Workloads Scheduling with Confluent for Kubernetes

Overview

One of the things you can do to get the optimal performance out of Confluent components is to control how the component pods are scheduled on Kubernetes nodes. For example, you can configure pods not to be scheduled on the same node as other resource intensive applications, pods to be scheduled on dedicated nodes, or pods to be scheduled on the nodes with the most suitable hardware.

To avoid components competing for the same resources, such as storage or network, and causing performance degradation in both pods, schedule component pods in a way that avoids sharing nodes with other critical workloads.

Confluent for Kubernetes supports the following features for scheduling Confluent component pods on Kubernetes nodes:

Taints and tolerations
Affinity and anti-affinity
Pod topology spread constraints
One replica per node

Taints and tolerations

Taints and tolerations work together to ensure that pods are not scheduled onto specific nodes in Kubernetes.

Taints are applied to a node, and tolerations are applied to pods. Only the pods that do not declare a toleration for the taint cannot be scheduled to that node.

Affinity and anti-affinity

A taint and toleration make sure that pods are not scheduled onto the nodes, but the features do not guarantee pods get scheduled onto the node where you intend them to run.

To schedule the pods you do want on the right node, use another Kubernetes feature, affinity and anti-affinity. Confluent for Kubernetes supports the following types of Kubernetes affinity features:

Node affinity
Pod affinity and anti-affinity

Node affinity

The node affinity feature allows you to schedule workloads (pods) onto specific nodes, for example, to optimize for various resources, such as storage, CPU, and networking.

With Confluent for Kubernetes, you can create node affinity rules to specify which Kubernetes nodes your Confluent pods are eligible to be scheduled on. For example, if you have special hardware that you want to use to run one or more Confluent pods, use node affinity to pin those pods to the special hardware nodes.

Pod affinity and pod anti-affinity

The pod affinity feature allows you to specify that a pod should be scheduled on the same node as another pod.

The pod anti-affinity feature allows you to specify that a set of pods should be scheduled away from one another on different nodes, availability zones, or several other potential topology domains. For example, you can use pod anti-affinity to ensure that the Kafka brokers do not share nodes with other resource-intensive or critical workloads.

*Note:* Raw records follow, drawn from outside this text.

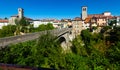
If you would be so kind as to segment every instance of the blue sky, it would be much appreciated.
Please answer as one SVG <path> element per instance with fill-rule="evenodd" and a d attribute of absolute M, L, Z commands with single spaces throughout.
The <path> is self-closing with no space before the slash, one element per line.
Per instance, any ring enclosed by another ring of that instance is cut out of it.
<path fill-rule="evenodd" d="M 120 0 L 0 0 L 0 18 L 16 15 L 19 7 L 33 19 L 74 18 L 80 16 L 81 6 L 88 6 L 88 14 L 120 15 Z"/>

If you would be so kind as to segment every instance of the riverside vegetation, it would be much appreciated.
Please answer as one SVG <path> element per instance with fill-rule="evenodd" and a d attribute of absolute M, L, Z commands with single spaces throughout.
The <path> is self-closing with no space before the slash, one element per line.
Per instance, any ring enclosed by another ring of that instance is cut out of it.
<path fill-rule="evenodd" d="M 64 70 L 119 70 L 120 27 L 104 27 L 100 33 L 83 30 L 64 53 L 51 34 L 39 39 L 10 45 L 0 50 L 0 63 Z M 13 31 L 14 32 L 14 31 Z"/>

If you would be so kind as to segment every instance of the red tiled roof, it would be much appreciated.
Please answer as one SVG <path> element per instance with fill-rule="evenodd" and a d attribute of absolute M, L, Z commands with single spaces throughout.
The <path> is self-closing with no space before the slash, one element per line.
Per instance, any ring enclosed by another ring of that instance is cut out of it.
<path fill-rule="evenodd" d="M 8 20 L 0 20 L 0 23 L 8 23 Z"/>
<path fill-rule="evenodd" d="M 87 17 L 87 18 L 85 19 L 85 23 L 89 23 L 90 20 L 91 20 L 91 18 L 92 18 L 92 17 Z"/>

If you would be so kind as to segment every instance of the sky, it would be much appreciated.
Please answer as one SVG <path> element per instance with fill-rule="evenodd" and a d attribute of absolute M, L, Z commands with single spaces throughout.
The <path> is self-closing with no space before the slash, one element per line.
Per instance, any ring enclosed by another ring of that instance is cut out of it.
<path fill-rule="evenodd" d="M 120 0 L 0 0 L 0 18 L 10 18 L 24 9 L 24 16 L 33 19 L 80 17 L 81 7 L 88 7 L 88 14 L 110 11 L 120 15 Z"/>

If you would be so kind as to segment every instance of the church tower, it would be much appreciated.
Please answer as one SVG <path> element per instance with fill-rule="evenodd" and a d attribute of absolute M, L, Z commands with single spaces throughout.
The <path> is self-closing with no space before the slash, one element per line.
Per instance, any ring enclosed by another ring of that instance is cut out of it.
<path fill-rule="evenodd" d="M 18 8 L 18 17 L 19 19 L 23 18 L 24 16 L 24 10 L 22 8 Z"/>
<path fill-rule="evenodd" d="M 82 20 L 85 20 L 85 18 L 87 18 L 87 7 L 86 6 L 82 7 L 81 17 L 82 17 Z"/>

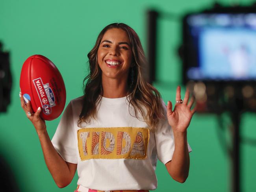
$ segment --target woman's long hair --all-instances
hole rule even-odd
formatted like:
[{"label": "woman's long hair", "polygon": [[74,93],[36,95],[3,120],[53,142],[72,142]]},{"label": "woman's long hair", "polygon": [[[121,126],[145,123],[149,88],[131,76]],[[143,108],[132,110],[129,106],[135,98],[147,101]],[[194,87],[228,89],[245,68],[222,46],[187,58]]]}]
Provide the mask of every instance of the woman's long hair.
[{"label": "woman's long hair", "polygon": [[142,68],[145,66],[146,59],[139,36],[132,28],[122,23],[113,23],[104,28],[99,34],[94,47],[87,55],[90,70],[83,79],[83,107],[78,122],[78,126],[82,127],[83,122],[88,123],[92,118],[95,119],[97,105],[101,99],[99,96],[103,95],[103,92],[102,72],[98,63],[97,53],[105,33],[112,28],[121,29],[126,31],[131,43],[134,63],[131,65],[133,66],[130,68],[128,80],[129,94],[127,99],[129,107],[132,105],[134,107],[137,118],[137,113],[139,112],[148,128],[154,131],[160,119],[164,116],[165,110],[161,95],[156,89],[145,81],[142,76]]}]

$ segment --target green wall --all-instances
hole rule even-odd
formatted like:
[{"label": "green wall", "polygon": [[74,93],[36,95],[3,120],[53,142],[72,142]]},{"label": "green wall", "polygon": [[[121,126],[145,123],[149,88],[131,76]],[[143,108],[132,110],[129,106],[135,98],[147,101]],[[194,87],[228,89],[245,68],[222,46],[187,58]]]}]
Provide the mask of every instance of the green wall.
[{"label": "green wall", "polygon": [[[220,1],[228,5],[239,1]],[[246,5],[252,2],[240,1]],[[13,80],[11,103],[7,113],[0,114],[0,154],[9,163],[20,191],[73,191],[78,179],[75,176],[72,183],[63,189],[56,186],[45,163],[35,131],[20,106],[20,74],[28,56],[42,54],[54,63],[64,79],[68,102],[82,94],[82,80],[88,66],[87,55],[105,26],[116,22],[130,25],[145,48],[148,8],[182,15],[187,11],[209,7],[213,3],[211,0],[0,0],[0,41],[5,50],[10,52]],[[176,53],[181,41],[180,26],[177,20],[162,20],[159,24],[157,74],[161,83],[155,85],[165,102],[174,101],[176,86],[181,83],[180,61]],[[184,94],[184,89],[182,90]],[[59,120],[47,122],[51,138]],[[245,114],[242,120],[243,135],[256,135],[255,115]],[[183,184],[174,181],[164,165],[158,162],[158,186],[155,191],[230,190],[230,162],[218,140],[218,126],[213,115],[195,115],[188,129],[188,140],[193,151],[190,153],[188,179]],[[243,191],[256,191],[256,148],[242,144],[241,149]]]}]

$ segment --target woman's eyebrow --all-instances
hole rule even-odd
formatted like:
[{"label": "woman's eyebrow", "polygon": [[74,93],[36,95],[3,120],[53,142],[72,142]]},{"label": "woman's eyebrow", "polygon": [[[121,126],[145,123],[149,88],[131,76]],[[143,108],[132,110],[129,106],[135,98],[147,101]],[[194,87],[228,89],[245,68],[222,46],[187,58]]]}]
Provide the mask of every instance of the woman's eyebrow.
[{"label": "woman's eyebrow", "polygon": [[[113,43],[111,41],[106,40],[103,41],[102,41],[102,42],[101,42],[101,43],[103,43],[103,42],[108,42],[108,43]],[[127,45],[128,45],[128,46],[130,46],[130,44],[129,43],[128,43],[127,42],[119,42],[118,43],[118,44],[119,44],[119,45],[121,44],[127,44]]]}]

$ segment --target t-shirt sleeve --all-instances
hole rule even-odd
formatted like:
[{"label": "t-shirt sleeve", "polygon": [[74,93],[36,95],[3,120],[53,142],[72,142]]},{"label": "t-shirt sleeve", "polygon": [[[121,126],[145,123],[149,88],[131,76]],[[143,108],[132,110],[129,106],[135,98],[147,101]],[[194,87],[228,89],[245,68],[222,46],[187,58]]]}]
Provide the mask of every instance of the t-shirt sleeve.
[{"label": "t-shirt sleeve", "polygon": [[52,142],[58,153],[66,161],[77,163],[75,130],[71,102],[65,109]]},{"label": "t-shirt sleeve", "polygon": [[[165,118],[160,121],[154,132],[155,139],[158,159],[164,164],[171,160],[174,149],[173,132],[167,120],[166,105],[163,101],[162,105],[165,109]],[[189,152],[192,151],[188,143]]]}]

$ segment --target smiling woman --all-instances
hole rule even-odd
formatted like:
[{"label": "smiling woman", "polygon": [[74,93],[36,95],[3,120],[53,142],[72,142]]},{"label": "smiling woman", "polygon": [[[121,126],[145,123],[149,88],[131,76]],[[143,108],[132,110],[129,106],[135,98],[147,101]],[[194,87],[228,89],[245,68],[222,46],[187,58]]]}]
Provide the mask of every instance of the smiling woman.
[{"label": "smiling woman", "polygon": [[[88,54],[83,96],[66,108],[52,141],[40,110],[29,118],[38,135],[57,185],[68,185],[77,169],[76,192],[148,192],[155,189],[158,159],[175,180],[189,167],[187,129],[195,111],[186,92],[167,107],[141,74],[146,61],[139,37],[123,23],[100,33]],[[31,107],[30,103],[24,109]]]}]

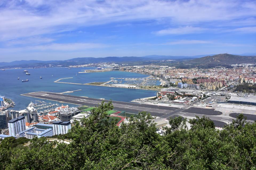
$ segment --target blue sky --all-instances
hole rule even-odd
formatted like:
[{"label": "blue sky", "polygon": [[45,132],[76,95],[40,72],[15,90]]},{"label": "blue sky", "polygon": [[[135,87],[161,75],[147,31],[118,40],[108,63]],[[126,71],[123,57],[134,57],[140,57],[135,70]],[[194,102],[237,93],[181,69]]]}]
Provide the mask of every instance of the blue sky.
[{"label": "blue sky", "polygon": [[256,1],[2,0],[0,62],[256,52]]}]

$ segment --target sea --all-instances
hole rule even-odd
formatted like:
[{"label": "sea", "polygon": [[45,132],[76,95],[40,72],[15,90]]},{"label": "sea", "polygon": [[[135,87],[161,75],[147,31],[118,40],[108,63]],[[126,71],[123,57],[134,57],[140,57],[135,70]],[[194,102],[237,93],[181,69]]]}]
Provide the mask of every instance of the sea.
[{"label": "sea", "polygon": [[[62,92],[81,90],[70,93],[77,96],[82,96],[106,100],[129,102],[134,99],[155,96],[157,91],[154,91],[110,87],[94,86],[75,84],[54,83],[59,79],[73,77],[61,80],[63,82],[85,83],[95,82],[103,82],[110,80],[111,78],[143,78],[148,75],[134,73],[119,71],[106,72],[78,73],[84,70],[97,69],[96,67],[72,68],[51,67],[38,69],[8,69],[0,70],[0,96],[12,100],[16,104],[13,107],[8,109],[16,110],[26,108],[31,101],[35,103],[36,100],[41,99],[21,95],[21,94],[38,91],[53,92]],[[27,75],[24,72],[26,70],[30,74]],[[77,74],[77,76],[75,75]],[[42,79],[39,78],[41,76]],[[19,77],[19,79],[18,79]],[[29,81],[22,82],[22,80]],[[70,104],[60,103],[47,100],[47,103],[68,105],[70,107],[78,105]]]}]

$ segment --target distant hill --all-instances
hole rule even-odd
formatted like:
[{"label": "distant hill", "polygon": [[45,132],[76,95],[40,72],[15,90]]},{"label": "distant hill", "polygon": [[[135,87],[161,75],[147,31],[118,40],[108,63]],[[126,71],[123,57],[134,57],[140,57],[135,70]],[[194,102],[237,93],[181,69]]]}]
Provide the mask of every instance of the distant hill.
[{"label": "distant hill", "polygon": [[195,66],[223,66],[243,63],[256,63],[256,56],[245,56],[228,54],[221,54],[199,58],[187,60],[185,64],[192,64]]},{"label": "distant hill", "polygon": [[[193,56],[175,56],[152,55],[143,57],[82,57],[75,58],[64,61],[21,60],[10,62],[0,62],[0,68],[26,67],[42,66],[50,64],[55,66],[63,66],[85,64],[90,63],[111,62],[119,64],[128,64],[131,65],[150,64],[151,63],[161,64],[161,62],[152,62],[156,60],[176,60],[180,66],[185,67],[191,66],[193,67],[203,66],[207,67],[218,66],[241,63],[256,63],[256,56],[244,56],[227,54],[217,55],[210,54],[206,57],[204,55]],[[203,57],[202,57],[203,56]],[[200,58],[201,57],[201,58]],[[165,64],[168,62],[165,62]]]},{"label": "distant hill", "polygon": [[150,58],[151,59],[157,59],[159,60],[177,60],[181,59],[185,59],[193,58],[200,58],[207,56],[213,56],[215,54],[210,54],[205,55],[198,55],[198,56],[159,56],[158,55],[151,55],[143,56],[141,57]]}]

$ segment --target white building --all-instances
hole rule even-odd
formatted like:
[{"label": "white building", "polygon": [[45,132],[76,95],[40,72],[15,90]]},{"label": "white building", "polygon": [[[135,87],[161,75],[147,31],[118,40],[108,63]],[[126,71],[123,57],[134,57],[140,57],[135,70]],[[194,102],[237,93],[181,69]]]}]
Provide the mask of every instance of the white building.
[{"label": "white building", "polygon": [[12,119],[14,119],[19,116],[19,111],[11,110],[10,110],[10,114],[11,115],[11,118]]},{"label": "white building", "polygon": [[55,121],[53,122],[52,123],[54,135],[66,134],[67,133],[69,129],[71,128],[70,121]]},{"label": "white building", "polygon": [[73,123],[75,120],[80,121],[82,118],[84,117],[87,117],[90,115],[90,114],[88,113],[79,113],[73,117],[70,120],[70,122],[71,124]]},{"label": "white building", "polygon": [[22,116],[8,121],[9,133],[14,137],[21,132],[26,130],[26,126],[25,117]]}]

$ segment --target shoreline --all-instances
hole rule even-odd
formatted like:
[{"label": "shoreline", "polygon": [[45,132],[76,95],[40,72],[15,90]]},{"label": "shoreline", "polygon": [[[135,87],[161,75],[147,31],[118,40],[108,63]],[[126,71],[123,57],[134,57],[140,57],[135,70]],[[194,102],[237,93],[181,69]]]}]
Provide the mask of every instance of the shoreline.
[{"label": "shoreline", "polygon": [[[63,79],[63,79],[67,78],[63,78]],[[57,81],[58,80],[58,81]],[[115,87],[116,88],[127,88],[128,89],[138,89],[138,90],[153,90],[153,91],[161,91],[161,89],[158,89],[158,90],[153,90],[153,89],[144,89],[142,88],[127,88],[126,87],[116,87],[114,86],[104,86],[102,85],[97,85],[97,84],[89,84],[87,83],[85,83],[82,84],[82,83],[68,83],[67,82],[61,82],[58,81],[60,80],[56,80],[56,81],[54,81],[54,83],[65,83],[67,84],[79,84],[80,85],[87,85],[87,86],[100,86],[102,87]]]}]

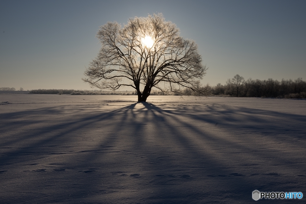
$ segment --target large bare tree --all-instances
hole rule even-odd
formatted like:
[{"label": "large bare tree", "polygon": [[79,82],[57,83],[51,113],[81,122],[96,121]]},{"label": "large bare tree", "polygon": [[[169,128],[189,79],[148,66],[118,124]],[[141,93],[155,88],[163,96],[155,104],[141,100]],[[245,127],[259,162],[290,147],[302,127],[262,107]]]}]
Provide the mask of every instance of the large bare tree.
[{"label": "large bare tree", "polygon": [[160,13],[131,18],[123,28],[108,22],[97,34],[102,48],[86,68],[88,78],[82,79],[101,89],[132,87],[139,102],[146,101],[154,87],[165,92],[185,87],[200,91],[199,79],[207,68],[195,42],[179,34],[175,25]]}]

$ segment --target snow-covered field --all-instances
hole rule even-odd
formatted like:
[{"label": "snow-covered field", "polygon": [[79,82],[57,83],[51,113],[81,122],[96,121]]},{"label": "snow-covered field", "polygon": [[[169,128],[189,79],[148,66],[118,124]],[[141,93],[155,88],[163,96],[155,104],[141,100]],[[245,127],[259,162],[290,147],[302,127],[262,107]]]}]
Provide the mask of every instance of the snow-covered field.
[{"label": "snow-covered field", "polygon": [[306,100],[136,97],[0,94],[0,203],[305,203]]}]

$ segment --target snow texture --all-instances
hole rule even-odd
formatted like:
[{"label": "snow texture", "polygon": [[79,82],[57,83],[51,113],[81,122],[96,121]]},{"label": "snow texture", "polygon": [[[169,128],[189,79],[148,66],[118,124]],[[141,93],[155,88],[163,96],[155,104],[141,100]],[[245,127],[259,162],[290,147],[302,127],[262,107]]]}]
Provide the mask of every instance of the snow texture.
[{"label": "snow texture", "polygon": [[306,101],[148,99],[0,94],[0,203],[304,202]]}]

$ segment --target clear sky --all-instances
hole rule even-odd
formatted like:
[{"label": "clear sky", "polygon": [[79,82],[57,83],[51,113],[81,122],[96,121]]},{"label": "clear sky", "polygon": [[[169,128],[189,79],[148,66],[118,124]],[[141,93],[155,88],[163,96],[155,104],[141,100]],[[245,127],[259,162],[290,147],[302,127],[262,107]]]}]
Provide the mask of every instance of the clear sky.
[{"label": "clear sky", "polygon": [[305,11],[306,1],[0,0],[0,87],[90,90],[81,78],[99,26],[159,13],[197,44],[203,84],[305,80]]}]

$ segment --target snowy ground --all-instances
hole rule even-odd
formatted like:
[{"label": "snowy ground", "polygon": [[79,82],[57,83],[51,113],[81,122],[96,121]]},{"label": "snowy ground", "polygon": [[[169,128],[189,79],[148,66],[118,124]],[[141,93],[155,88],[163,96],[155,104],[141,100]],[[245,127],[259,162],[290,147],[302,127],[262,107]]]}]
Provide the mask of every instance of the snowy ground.
[{"label": "snowy ground", "polygon": [[306,100],[136,97],[0,94],[0,203],[305,203]]}]

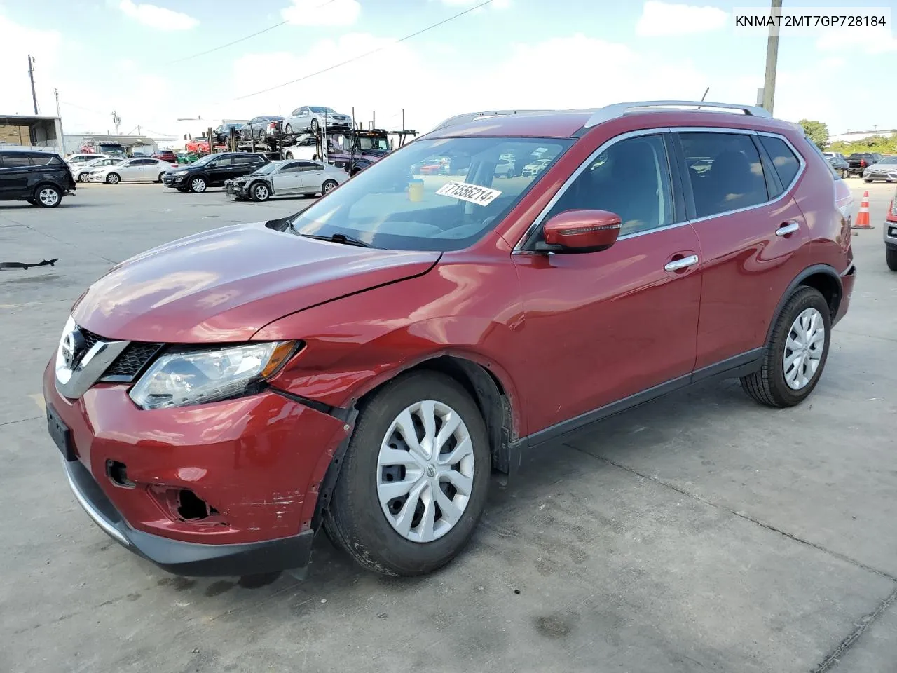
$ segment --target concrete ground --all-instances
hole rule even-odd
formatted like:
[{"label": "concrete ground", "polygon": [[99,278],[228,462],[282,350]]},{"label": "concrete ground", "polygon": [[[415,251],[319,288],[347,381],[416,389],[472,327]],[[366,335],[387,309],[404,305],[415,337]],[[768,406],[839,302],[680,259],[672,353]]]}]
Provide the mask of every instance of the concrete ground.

The affinity and anti-affinity rules apply at the namespace level.

Pod topology spread constraints

Using pod topology spread constraints, you can control the distribution of your pods across nodes, zones, regions, or other user-defined topology domains, achieving high availability and efficient cluster resource utilization.

You first label nodes to provide topology information, such as regions, zones, and nodes. Then in Confluent component CRs, you define spread constraints, such as which pods to group together, which topology domains they are spread among, and the acceptable skew.

Pod topology constraints only apply to pods within the same namespace.

One replica per node

You can configure CFK to enforce only one replica to run on one Kubernetes node.

This scheduling method guarantees that Confluent Platform components do not compete for system resources with other applications running on the same node.

The rule applies at the namespace level and only to the replicas from the same cluster.

Confluent recommends that you enable the one replica per node setting for Kafka and ZooKeeper.

For other Confluent Platform components, you can enable the one replica per node setting for availability, but the setting is not required for reliability.

Configure taint and toleration for Confluent components

Configure taint

Taint the nodes using the kubectl taint nodes command as described in Taint and Toleration.

Configure toleration

When a pod is configured with a toleration, the pod “tolerates” the taint that matches the triple <key,value,effect> using the matching operator <operator>.

When a pod tolerates a node taint, the pod can be scheduled to the node.

Configure the tolerations property of the Confluent component CRs as follows, and create or update the resource.

spec:
  podTemplate:
    tolerations:
    - effect:                --- [1]
      key:                   --- [2]
      operator:              --- [3]
      value:                 --- [4]
      tolerationSeconds:     --- [5]

[1] Indicates what to do with intolerant pods. Allowed values are NoSchedule, PreferNoSchedule, NoExecute.
When set to an empty value, this toleration matches all taint effects.
[2] The taint key that the toleration applies to.
If the key is empty, operator must be set to Exists. This combination means to match all values and all keys.
[3] The match operator to compare key to the value. Allowed operators are Exists and Equal, and Equal is the default.
Exists is equivalent to wildcard for value, so that a pod can tolerate all taints of the key.
[4] The taint value the toleration matches to. If the operator is Exists, the value must be empty.
[5] The period of time the toleration tolerates the taint. Only applies when effect is set to NoExecute. Otherwise, this field is ignored.
By default, it is not set, which means to tolerate the taint forever (do not evict).
Zero and negative values will be treated as 0 (evict immediately).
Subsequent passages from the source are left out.